Несколько времени Глухоедов, склонившись над столом на манер полководца, обдумывающего предстоящее сражение, молча и задумчиво рассматривал это примитивное изделие неведомого, по крайней мере мне, чертежника. Я же по-прежнему изучал его крепко сбитую фигуру и изможденное лицо аскета.
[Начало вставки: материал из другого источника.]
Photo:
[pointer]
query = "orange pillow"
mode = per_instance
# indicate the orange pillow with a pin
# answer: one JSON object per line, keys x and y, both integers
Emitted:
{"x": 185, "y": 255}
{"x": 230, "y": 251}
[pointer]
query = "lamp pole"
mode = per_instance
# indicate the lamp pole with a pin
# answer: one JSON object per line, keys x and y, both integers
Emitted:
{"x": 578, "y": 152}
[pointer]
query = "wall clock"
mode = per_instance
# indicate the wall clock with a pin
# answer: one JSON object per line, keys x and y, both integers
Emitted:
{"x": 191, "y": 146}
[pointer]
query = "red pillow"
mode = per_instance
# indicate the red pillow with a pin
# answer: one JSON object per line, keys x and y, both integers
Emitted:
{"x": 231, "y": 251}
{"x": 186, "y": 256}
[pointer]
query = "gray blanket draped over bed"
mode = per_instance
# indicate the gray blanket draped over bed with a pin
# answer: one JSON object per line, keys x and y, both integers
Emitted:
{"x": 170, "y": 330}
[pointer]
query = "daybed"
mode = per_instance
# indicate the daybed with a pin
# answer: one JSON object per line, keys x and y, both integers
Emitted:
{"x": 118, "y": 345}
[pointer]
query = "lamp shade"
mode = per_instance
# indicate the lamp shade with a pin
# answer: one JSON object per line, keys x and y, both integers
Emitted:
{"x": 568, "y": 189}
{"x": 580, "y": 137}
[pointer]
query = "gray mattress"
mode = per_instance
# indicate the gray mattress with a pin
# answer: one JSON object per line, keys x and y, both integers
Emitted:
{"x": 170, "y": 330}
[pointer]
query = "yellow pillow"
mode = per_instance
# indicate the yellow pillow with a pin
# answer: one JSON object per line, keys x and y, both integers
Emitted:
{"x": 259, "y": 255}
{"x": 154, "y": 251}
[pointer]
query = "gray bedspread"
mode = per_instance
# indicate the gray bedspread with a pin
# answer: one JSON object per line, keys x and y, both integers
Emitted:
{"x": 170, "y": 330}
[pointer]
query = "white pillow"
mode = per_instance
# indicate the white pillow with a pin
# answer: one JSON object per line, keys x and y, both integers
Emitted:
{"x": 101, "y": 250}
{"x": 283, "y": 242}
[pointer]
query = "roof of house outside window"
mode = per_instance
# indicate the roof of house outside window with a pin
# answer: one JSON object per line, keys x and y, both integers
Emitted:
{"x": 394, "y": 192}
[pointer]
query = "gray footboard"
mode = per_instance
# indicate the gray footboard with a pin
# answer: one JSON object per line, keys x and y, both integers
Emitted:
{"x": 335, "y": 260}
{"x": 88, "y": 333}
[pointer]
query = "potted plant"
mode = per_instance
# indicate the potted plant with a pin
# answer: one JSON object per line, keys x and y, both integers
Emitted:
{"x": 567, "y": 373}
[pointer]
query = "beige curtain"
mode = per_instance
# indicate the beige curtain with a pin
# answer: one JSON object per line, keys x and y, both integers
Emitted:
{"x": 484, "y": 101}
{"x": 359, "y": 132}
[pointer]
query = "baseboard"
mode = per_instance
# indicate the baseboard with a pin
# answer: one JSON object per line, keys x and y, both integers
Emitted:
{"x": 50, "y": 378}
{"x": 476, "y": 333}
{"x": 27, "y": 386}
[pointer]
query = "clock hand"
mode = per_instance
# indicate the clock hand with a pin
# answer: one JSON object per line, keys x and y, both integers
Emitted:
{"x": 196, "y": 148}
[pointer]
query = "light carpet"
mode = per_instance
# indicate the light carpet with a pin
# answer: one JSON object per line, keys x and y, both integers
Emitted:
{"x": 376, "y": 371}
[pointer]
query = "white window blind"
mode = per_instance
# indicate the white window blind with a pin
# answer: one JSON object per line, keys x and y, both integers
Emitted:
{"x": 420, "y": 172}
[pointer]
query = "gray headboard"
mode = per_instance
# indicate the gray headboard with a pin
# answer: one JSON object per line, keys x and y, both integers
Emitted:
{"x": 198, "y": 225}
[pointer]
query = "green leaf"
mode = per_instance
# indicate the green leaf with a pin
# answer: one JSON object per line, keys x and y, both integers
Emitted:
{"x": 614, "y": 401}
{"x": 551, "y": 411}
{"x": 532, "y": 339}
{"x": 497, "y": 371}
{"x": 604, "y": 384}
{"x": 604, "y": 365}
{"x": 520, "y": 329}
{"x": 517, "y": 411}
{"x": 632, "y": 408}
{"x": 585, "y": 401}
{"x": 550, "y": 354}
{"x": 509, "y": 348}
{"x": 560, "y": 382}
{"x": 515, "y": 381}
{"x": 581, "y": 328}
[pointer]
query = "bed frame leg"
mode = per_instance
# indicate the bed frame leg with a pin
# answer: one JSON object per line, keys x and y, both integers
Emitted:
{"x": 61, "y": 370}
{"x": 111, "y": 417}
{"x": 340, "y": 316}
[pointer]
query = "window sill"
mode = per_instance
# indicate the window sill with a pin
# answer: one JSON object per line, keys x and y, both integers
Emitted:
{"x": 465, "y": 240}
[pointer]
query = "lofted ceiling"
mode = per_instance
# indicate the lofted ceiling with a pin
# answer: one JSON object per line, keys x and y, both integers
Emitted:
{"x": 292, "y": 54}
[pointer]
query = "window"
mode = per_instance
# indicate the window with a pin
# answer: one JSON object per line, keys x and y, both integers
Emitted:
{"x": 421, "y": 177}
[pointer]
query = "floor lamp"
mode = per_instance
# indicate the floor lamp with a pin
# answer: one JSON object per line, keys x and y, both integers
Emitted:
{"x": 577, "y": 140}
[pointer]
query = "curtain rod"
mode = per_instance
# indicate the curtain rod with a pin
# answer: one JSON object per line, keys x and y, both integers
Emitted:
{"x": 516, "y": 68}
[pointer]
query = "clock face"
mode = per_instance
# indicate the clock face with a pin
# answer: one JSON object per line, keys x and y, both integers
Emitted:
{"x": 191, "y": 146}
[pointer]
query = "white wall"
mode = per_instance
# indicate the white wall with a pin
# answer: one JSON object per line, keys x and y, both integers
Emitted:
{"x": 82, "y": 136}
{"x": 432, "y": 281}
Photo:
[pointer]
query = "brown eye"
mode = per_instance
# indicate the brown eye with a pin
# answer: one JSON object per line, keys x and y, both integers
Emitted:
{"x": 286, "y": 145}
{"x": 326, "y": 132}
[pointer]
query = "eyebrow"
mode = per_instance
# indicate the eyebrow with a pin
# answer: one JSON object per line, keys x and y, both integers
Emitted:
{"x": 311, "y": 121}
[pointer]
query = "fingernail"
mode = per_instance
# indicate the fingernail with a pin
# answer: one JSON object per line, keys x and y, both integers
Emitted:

Наконец он перевел взгляд на меня и, словно лишь теперь вспомнив о моем присутствии, сказал:
- Ты находишься вот здесь, Никита. - Его короткий и толстый палец накрыл один из пузырьков на окраине круга. - Стало быть, ты - номер второй тринадцатого участка.
- А кто же первый? - спросил я.
- Он. - Глухоедов указал на моего престарелого родича. - Если, конечно, он желает.
Я взглянул на угрюмо сдвинувшего брови и подозрительно изучающего странную карту Авенира Ивановича и помотал головой.
- Нет, не желает.
- В таком случае, ты номер первый.
- Очень хорошо, - пробормотал я. - А теперь объясни мне, пожалуйста, что все это значит. Это игра?
Глухоедов кашлянул, прочищая горло.
- Не игра, а нечто большее, - ответил он и многозначительно взглянул на меня.